Pumpkin Black Bean Posole Stew
From “Vegan Eats World: 300 International Recipes for Savoring the Planet” by Terry Hope Romero. Reprinted courtesy of Da Capo Lifelong Books.
Serves 4 to 6
1 large yellow onion, peeled and diced into 1/2-inch pieces
2 tablespoons olive oil
6 garlic cloves, peeled and minced
6 cups vegetable broth
1 1/2 pounds pumpkin or winter squash, peeled and seeds removed, diced into 1-inch cubes
One 16-ounce can hominy, drained and rinsed
Two 14-ounce cans black beans, drained and rinsed (or 4 cups cooked beans)
4 teaspoons chile powder, either a blend or a single Mexican chile such as ancho
2 teaspoons dried oregano
1 teaspoon ground cumin
1/4 teaspoon ground cinnamon
2 bay leaves
2 tablespoons lime juice
2 large tomatoes, diced
1 ripe avocado, diced
1 small red onion, peeled and finely diced
1 jalapeño, sliced into paper-thin rounds
2 cups thinly shredded cabbage
Long strips of fried corn tortillas or chips (blue corn looks especially snappy)

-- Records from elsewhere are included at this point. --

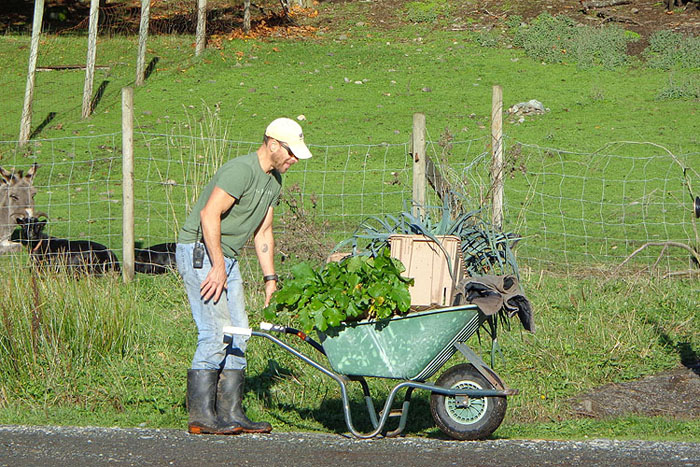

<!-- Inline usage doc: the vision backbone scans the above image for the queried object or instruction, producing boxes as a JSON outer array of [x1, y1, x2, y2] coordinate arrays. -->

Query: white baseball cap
[[265, 117, 311, 159]]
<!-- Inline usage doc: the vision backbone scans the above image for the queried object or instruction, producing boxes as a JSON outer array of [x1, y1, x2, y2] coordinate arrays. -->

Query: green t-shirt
[[178, 152, 282, 258]]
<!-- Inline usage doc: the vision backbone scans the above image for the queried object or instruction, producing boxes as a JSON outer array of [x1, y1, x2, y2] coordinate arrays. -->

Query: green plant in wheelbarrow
[[264, 247, 517, 440], [264, 248, 413, 333], [335, 195, 519, 276]]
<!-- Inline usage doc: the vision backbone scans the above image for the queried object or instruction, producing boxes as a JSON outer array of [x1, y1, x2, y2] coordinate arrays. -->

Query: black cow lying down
[[17, 217, 119, 274], [134, 243, 177, 274]]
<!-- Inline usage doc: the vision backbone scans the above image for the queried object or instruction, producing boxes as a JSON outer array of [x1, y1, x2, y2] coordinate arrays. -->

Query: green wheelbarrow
[[224, 305, 518, 440]]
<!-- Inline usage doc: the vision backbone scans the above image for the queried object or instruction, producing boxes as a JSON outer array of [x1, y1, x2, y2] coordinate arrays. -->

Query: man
[[176, 118, 311, 434]]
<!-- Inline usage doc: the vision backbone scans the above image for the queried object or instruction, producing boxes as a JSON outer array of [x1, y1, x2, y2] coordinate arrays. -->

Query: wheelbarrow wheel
[[430, 363, 508, 440]]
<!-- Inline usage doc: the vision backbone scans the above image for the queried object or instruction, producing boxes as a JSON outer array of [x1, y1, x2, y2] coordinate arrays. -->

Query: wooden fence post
[[122, 88, 134, 282], [19, 0, 44, 146], [411, 113, 427, 218], [83, 0, 100, 118], [491, 85, 503, 230], [134, 0, 151, 86], [194, 0, 207, 55]]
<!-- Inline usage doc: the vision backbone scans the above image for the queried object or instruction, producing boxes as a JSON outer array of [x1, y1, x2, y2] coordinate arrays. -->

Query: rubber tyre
[[430, 363, 508, 440]]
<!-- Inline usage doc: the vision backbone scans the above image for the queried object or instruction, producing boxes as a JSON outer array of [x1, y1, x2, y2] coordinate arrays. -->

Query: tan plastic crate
[[389, 234, 463, 306]]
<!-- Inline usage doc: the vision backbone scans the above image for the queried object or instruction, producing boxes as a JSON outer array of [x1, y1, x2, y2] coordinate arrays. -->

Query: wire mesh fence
[[0, 132, 700, 272]]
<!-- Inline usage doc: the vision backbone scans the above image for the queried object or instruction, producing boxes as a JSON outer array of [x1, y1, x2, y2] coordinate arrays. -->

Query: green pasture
[[0, 264, 700, 441], [0, 9, 700, 441]]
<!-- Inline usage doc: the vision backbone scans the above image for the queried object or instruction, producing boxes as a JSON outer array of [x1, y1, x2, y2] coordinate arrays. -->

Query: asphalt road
[[0, 426, 700, 467]]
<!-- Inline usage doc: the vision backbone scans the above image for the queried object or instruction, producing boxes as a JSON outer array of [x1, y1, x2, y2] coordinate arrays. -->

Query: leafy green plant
[[513, 13, 576, 63], [405, 0, 448, 23], [264, 248, 413, 333], [335, 198, 518, 276], [656, 74, 700, 100], [570, 26, 637, 70], [513, 13, 639, 69], [642, 31, 700, 70]]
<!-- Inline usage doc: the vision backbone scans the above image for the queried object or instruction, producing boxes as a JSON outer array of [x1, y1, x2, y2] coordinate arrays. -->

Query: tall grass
[[0, 253, 700, 439]]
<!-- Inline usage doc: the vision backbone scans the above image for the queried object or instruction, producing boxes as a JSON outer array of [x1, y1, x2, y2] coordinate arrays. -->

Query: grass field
[[0, 3, 700, 441]]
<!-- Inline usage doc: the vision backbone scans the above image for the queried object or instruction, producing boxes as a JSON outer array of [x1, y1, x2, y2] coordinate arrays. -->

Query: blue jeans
[[175, 243, 248, 370]]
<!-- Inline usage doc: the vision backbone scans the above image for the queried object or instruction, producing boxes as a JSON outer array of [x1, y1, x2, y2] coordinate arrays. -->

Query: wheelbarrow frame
[[224, 305, 518, 439]]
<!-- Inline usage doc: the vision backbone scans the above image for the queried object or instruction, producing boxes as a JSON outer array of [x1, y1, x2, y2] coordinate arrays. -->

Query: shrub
[[572, 26, 636, 69], [513, 13, 576, 63], [513, 13, 638, 69], [656, 75, 700, 100], [642, 31, 700, 70], [405, 0, 449, 23]]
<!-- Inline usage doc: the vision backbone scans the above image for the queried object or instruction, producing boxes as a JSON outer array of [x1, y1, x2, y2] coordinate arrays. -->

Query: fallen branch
[[36, 65, 109, 71], [597, 12, 640, 26], [581, 0, 632, 13], [664, 269, 700, 279]]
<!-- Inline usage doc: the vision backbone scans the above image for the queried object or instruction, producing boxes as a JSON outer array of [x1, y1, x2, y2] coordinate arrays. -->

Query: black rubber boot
[[216, 370, 272, 433], [187, 370, 243, 435]]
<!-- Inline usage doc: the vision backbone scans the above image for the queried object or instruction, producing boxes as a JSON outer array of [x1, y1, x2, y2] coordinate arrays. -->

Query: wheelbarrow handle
[[223, 322, 326, 355]]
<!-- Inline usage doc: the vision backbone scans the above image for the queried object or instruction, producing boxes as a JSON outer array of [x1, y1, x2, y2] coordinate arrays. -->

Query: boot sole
[[187, 426, 243, 435], [241, 428, 272, 433]]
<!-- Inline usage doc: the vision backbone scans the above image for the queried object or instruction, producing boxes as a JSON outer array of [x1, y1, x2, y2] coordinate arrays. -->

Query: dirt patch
[[0, 0, 700, 49], [569, 365, 700, 419]]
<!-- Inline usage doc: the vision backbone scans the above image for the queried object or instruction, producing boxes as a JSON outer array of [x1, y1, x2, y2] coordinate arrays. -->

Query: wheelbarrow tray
[[318, 305, 484, 381]]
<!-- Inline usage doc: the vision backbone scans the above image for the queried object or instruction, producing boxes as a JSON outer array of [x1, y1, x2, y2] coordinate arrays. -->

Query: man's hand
[[199, 266, 227, 303], [265, 281, 277, 306]]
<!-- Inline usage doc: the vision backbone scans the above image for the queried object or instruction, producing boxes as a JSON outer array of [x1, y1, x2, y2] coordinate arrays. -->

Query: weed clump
[[656, 74, 700, 101], [404, 0, 449, 23], [642, 31, 700, 70], [512, 13, 639, 69]]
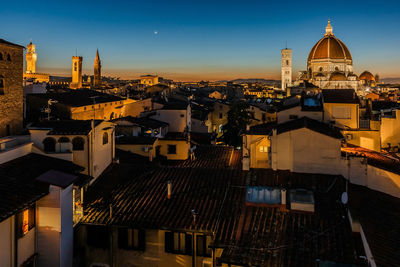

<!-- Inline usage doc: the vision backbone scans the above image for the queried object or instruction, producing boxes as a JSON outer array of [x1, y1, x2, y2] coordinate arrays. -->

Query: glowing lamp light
[[22, 210, 29, 234]]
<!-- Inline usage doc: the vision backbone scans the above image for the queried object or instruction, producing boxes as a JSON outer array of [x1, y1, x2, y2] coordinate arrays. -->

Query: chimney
[[281, 188, 286, 205], [191, 209, 197, 224], [168, 180, 172, 199]]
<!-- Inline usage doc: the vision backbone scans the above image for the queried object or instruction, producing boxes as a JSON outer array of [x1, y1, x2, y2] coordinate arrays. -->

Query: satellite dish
[[342, 192, 349, 205]]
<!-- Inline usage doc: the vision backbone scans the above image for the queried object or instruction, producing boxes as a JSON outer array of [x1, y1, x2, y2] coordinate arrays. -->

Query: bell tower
[[281, 48, 292, 91], [93, 49, 101, 88], [71, 56, 83, 89], [25, 42, 37, 73]]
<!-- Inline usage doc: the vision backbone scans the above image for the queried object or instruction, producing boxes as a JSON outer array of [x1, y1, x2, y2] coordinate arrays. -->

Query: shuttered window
[[118, 228, 146, 251], [86, 225, 110, 249], [165, 232, 192, 255]]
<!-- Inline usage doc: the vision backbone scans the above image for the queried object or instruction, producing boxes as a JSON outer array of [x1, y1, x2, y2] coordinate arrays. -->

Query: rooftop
[[349, 185, 400, 266], [28, 120, 102, 135], [115, 136, 157, 145], [276, 117, 343, 139], [0, 153, 83, 221], [0, 39, 25, 48], [341, 144, 400, 174], [31, 89, 125, 107], [322, 89, 360, 104], [112, 116, 168, 129]]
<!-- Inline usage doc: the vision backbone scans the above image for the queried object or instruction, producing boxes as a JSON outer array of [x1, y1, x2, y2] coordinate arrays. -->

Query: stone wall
[[0, 43, 23, 137]]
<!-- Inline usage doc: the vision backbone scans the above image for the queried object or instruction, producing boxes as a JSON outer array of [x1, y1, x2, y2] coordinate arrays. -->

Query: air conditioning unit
[[345, 134, 353, 141], [202, 259, 212, 267]]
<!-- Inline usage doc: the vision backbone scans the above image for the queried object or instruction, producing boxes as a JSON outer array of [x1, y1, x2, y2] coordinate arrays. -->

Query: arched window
[[72, 137, 85, 150], [0, 75, 6, 95], [58, 136, 69, 143], [43, 137, 56, 152], [103, 132, 108, 145]]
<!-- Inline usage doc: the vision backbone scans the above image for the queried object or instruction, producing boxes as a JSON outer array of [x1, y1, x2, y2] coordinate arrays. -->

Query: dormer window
[[43, 137, 56, 152], [103, 132, 108, 145], [0, 75, 6, 95]]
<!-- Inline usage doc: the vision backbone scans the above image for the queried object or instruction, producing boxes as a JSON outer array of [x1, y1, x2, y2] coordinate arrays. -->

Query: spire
[[325, 19, 333, 35]]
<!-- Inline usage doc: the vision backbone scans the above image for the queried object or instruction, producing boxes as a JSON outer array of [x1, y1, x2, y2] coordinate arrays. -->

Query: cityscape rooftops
[[322, 89, 360, 104], [27, 120, 103, 135], [0, 153, 84, 224], [276, 117, 343, 139], [27, 89, 125, 107], [0, 39, 25, 48]]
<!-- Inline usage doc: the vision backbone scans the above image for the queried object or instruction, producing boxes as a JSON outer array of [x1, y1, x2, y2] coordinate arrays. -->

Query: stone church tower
[[71, 56, 83, 89], [93, 49, 101, 87], [25, 42, 37, 73], [281, 48, 292, 91], [0, 39, 24, 137]]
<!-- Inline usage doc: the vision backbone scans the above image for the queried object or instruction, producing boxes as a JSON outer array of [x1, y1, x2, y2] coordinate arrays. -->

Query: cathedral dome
[[329, 71, 347, 81], [308, 22, 352, 62], [360, 70, 375, 81]]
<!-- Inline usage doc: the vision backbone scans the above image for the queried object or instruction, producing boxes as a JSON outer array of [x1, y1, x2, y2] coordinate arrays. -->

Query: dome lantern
[[325, 19, 333, 35]]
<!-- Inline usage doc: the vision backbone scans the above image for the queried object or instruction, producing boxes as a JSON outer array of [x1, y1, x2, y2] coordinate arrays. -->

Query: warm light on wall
[[22, 210, 29, 234]]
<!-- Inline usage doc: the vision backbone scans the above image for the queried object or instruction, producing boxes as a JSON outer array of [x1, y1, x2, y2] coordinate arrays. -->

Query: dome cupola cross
[[325, 19, 333, 35]]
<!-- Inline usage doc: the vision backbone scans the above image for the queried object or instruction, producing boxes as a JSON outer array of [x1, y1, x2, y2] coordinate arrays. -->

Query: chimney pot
[[167, 180, 172, 199]]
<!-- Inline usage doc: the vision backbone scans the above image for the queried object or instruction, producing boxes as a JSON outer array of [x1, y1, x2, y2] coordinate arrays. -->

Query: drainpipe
[[192, 232, 196, 267], [14, 216, 18, 267]]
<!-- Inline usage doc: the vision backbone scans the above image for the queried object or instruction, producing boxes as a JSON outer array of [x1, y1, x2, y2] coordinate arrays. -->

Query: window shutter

1 cup roughly chopped cilantro
1/3 cup toasted pumpkin seeds
Wedges of lime for squeezing into the soup
1. In a large soup pot over medium heat fry the onion in the olive oil until soft and translucent, about 4 minutes. Stir in the garlic and fry for another 45 seconds, then add the vegetable broth, diced pumpkin, hominy, black beans, chile powder, oregano, cumin, cinnamon, and bay leaves. Increase the heat and bring the soup to a boil, stir, then reduce the heat to a low simmer and partially cover. Cook for 20 to 25 minutes until the pumpkin is tender but not completely falling apart. Turn off the heat, keep covered, and let stand while you prepare the toppings. Remove the bay leaves before serving.
2. Before serving, stir in the lime juice and taste the soup, adding more salt if necessary. To serve, ladle the soup into deep bowls and garnish generously with the toppings, ending with the toasted pumpkin seeds. Serve with lime wedges for posole fans to squeeze into their soup!